Veracruz acumula 400 fosas clandestinas y más de 7 mil desaparecidos: colectivos

Juan David Castilla

Con un registro acumulado de 7 mil 232 personas desaparecidas en los últimos 19 años y la localización de al menos 400 fosas clandestinas en su territorio, el estado de Veracruz se posiciona como la segunda entidad a nivel nacional con el mayor número de entierros ilegales documentados, revelaron colectivos de familiares de víctimas durante las movilizaciones por el Día Internacional de las Víctimas de Desapariciones Forzadas.

Durante la manifestación realizada en las calles de la capital veracruzana, integrantes de diversas agrupaciones de búsqueda señalaron que de la cifra total de personas ausentes en la entidad, 5 mil 857 corresponden a hombres y 1 mil 375 a mujeres.

María Antonieta Muñoz Roa, activista y madre de Guillermo Muñoz Roa —desaparecido en Xalapa el 16 de noviembre de 2011—, denunció la falta de avance en las carpetas de investigación, muchas de las cuales permanecen archivadas sin diligencias efectivas.

El pronunciamiento respaldó sus cifras con el informe especializado “Trazar la ausencia, caminar la esperanza. Análisis de hallazgos de fosas clandestinas en México (2006-2024)”, elaborado por el Programa de Derechos Humanos de la Universidad Iberoamericana.

El estudio ubica a Veracruz solo por debajo de Guerrero (416 fosas) y por encima de Sonora (381), Guanajuato (294) y Jalisco (263). Asimismo, el municipio de Veracruz se coloca entre las cinco demarcaciones del país con mayor número de fosas halladas al registrar 101 puntos de inhumación clandestina, sumando un promedio superior a los 45 mil restos o fragmentos humanos recuperados en la entidad.

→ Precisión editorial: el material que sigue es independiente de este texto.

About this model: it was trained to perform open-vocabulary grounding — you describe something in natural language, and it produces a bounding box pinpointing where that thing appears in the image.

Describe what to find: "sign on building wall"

Los colectivos enfatizaron que Veracruz enfrenta una severa crisis humanitaria y forense que se enmarca en la emergencia nacional, donde los Servicios Médicos Forenses de todo el país acumulan cerca de 83 mil restos humanos sin identificar.

Ante este escenario, las familias exigieron a los tres niveles de gobierno presupuesto extraordinario para la identificación genética, reactivación de búsquedas en campo y voluntad política para atender la deuda social más profunda de la entidad.